New Orleans, NOLA, the Big Easy: home to jazz, voodoo, beignets at Cafe du Monde, steamboats, French colonial culture and cuisine, boudins, po’boys, above ground cemeteries, Louisiana swamps, cable cars, and so much more. All of the above are part of the Big Easy’s southern charm, as well as a few other gems that I discovered along the way.
The French Quarter
NOLA is a non-stop party town and this is obvious the minute you hit the French Quarter centred on the rather grimy, seedy Bourbon St. Bourbon St is not pretty but it’s not as intimidating as people would have you believe. Take a look at it and then spend more time on Canal St and the rest of the French Quarter.
Personally, I preferred the Quarter in mornings/ afternoons when it was a little quieter. Frenchman St, on the periphery of the Quarter, is where you go for the best gigs, any time of day or night, and The Spotted Cat was my favourite. I didn’t make it to the more historic Preservation Hall, but maybe some other time…
The Garden District and Magazine St
I liked this SO much more than the French Quarter but that’s because I prefer elegant architecture, antique stores, vintage, and cool cafes to bars and nightclubs. I adored Magazine St which has a laidback, neighbourhood vibe and not a hint of tourist trap to it.
Tours, sights and history
There are so many things to see and do that it’s really difficult to make choices (for instance, I chose not to do the swamp tour and the steamboat cruise) but I was happy with my choices in the end.
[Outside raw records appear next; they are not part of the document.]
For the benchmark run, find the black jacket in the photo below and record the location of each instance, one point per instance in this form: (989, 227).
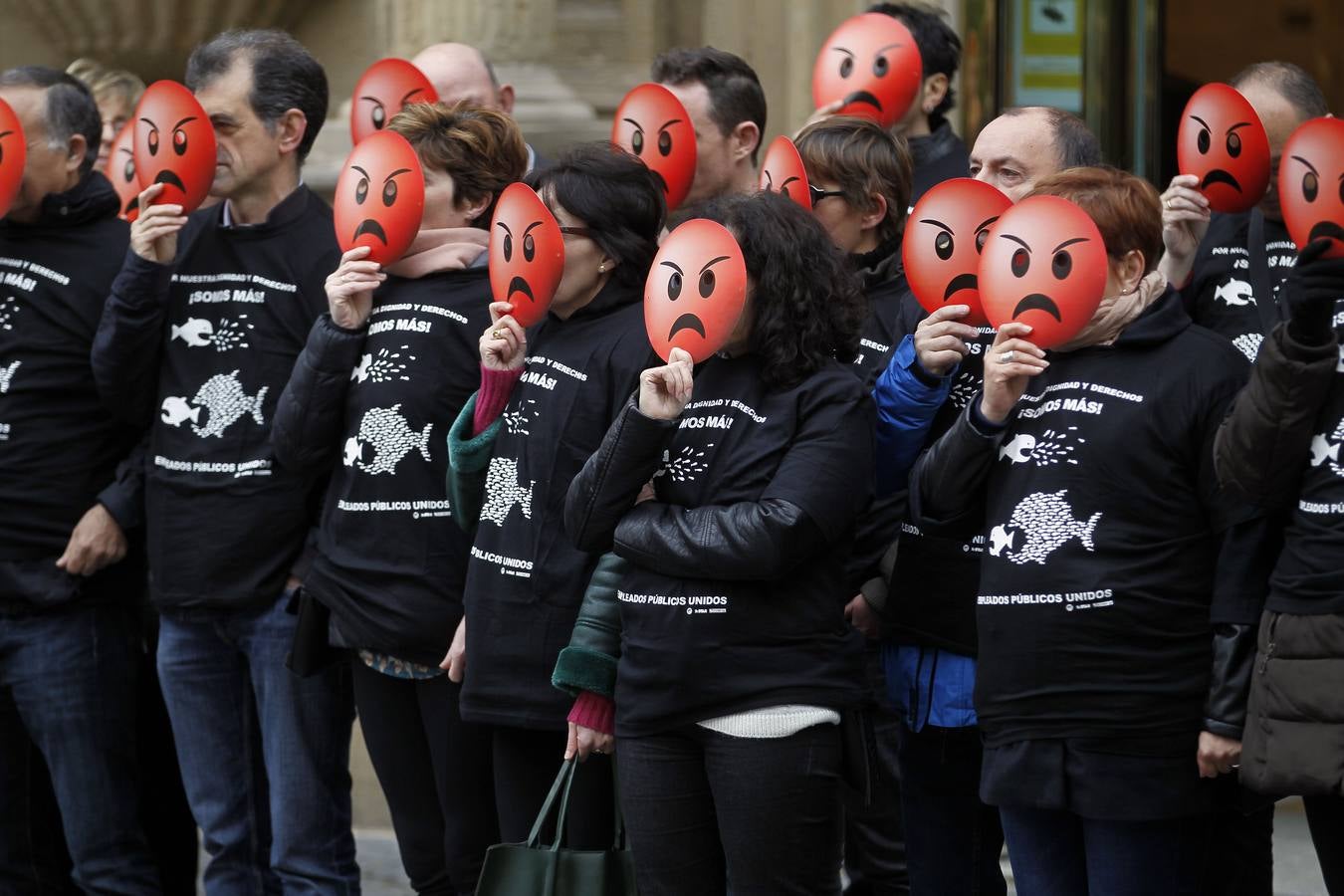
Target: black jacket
(733, 598)
(60, 448)
(373, 406)
(200, 349)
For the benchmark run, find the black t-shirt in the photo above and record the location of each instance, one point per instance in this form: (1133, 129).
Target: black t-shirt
(695, 648)
(60, 446)
(391, 560)
(226, 523)
(1104, 519)
(526, 579)
(1222, 287)
(1309, 575)
(943, 617)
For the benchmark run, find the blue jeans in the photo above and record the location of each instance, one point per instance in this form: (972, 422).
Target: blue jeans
(1058, 853)
(953, 841)
(68, 685)
(264, 754)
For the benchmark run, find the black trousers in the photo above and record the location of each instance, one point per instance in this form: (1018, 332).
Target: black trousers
(526, 762)
(436, 773)
(709, 813)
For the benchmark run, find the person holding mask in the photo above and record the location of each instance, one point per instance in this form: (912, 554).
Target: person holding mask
(546, 399)
(395, 587)
(728, 720)
(1110, 585)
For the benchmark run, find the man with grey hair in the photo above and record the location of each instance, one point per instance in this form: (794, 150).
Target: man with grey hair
(198, 338)
(69, 497)
(460, 72)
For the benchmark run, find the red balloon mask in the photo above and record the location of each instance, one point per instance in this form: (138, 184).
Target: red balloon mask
(783, 172)
(1310, 184)
(696, 291)
(1222, 141)
(871, 62)
(384, 88)
(944, 241)
(527, 254)
(175, 145)
(121, 171)
(652, 123)
(14, 153)
(380, 198)
(1043, 265)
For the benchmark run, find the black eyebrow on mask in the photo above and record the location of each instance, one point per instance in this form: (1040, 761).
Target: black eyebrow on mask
(710, 264)
(1068, 242)
(1294, 157)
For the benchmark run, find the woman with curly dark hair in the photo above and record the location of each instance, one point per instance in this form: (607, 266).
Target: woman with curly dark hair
(733, 515)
Whitney Plantation Tour has to be one of the most arresting and memorable tours I’ve ever been on. Initially, I was wary of taking a plantation tour but I chose Whitney because it is the only tour which focuses entirely on slavery and its horrific legacy. I’d already visited two concentration camps in Europe and found it hard to visualise their past, but Whitney chilled me to the bone. The guide was excellent and it was a truly educational, moving experience. I can’t recommend it enough.
The Big Easy Food Tour
This tour is a little pricey but you’re paying for an off-the-beaten-path experience as well as the food. The tour is not just informative about cuisine as you learn so much about NOLA life, history and architecture. It was great to get right out of town and away from mass tourism to a residential neighbourhood. My guide, Doneen, was really educated and articulate, as well as a native of New Orleans. My favourite dish was Oysters Almandine at the Maple St Cafe and I would also love to return to Chais De La Chaise restaurant on Maple St.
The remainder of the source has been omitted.